2. The Quality of Service

This is where the QoS classes really matter:

a pod with equal limits and requests set for each container will be classified as Guaranteed
a pod with different limits and requests set for each container will be classified as Burstable
a pod without limits and requests set for each container will be classified as Best-Effort.

As you probably guessed it, Guaranteed > Burstable > Best-Effort. A guaranteed pod is garanteed to not be killed until it exceed its limits (or the cluster is under memory pressure and there are no lower priority pods that can be killed). This is definitely what you want for you most important pods.

3. What happened in my case

At Hunter, we moved from OVH to DigitalOcean, and deployed for this occasion our Kubernetes cluster on instances with fewer RAM than our previous nodes. For this reason, our new cluster was under a constant memory pressure, whereas the old one always had plenty of memory left.

We had installed Flannel on our brand new cluster using the official guide, that, as you may see, doesn’t set requests and limits for the kube-flannel container. The result is devastating if you run several pods with requests and limits set.

As explained sooner, the kube-flannel-ds pod will be classified as Best-Effort. For this reason, it will be killed by Kubernetes if needed, making the Kubernetes internal network broken.

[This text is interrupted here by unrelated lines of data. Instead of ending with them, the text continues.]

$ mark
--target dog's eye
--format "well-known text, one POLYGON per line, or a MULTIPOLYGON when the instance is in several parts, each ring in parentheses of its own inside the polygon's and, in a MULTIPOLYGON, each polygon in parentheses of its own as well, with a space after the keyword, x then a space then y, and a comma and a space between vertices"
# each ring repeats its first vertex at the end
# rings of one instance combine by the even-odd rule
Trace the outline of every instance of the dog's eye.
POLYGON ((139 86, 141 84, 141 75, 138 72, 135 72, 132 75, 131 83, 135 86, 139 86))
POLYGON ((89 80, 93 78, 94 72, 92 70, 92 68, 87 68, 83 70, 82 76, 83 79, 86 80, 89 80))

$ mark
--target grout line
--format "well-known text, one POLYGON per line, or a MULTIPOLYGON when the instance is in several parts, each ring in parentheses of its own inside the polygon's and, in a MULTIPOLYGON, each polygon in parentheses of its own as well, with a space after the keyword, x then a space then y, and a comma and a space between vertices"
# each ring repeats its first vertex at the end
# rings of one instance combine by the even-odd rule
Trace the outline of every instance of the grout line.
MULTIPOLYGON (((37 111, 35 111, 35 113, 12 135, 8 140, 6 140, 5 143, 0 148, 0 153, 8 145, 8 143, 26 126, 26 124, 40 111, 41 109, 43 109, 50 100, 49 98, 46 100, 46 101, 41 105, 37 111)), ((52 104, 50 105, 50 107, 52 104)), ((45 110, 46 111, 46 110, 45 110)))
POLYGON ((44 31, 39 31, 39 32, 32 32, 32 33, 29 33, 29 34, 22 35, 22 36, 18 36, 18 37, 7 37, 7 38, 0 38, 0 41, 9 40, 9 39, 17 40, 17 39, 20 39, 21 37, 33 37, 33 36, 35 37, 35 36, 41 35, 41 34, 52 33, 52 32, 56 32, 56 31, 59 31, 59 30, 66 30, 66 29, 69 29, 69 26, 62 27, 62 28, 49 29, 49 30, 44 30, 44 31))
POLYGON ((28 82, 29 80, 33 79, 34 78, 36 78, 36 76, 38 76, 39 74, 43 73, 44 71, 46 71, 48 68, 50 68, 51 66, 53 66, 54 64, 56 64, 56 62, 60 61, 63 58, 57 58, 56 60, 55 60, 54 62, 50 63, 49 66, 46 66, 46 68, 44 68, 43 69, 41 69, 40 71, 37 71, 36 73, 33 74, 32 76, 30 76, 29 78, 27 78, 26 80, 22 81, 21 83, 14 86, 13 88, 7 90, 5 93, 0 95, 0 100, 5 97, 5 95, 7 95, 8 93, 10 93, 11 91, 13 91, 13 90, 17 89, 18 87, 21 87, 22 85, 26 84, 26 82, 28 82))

Pods won’t be able to ping each other, Services won’t be reachable from pods, etc., obviously because the Pod network won’t update the node routing table…

This had never happened on the old cluster (with the same setup) because it had never been under such a memory pressure.

4. How to prevent this

You should always set resources requests and limits to your pods, unless you agree to let Kubernetes kill them if the cluster is under memory pressure.

You should also spread the word every time you follow a tutorial that do no set requests or limit on containers (even if I haven’t been really successful for my part ;)).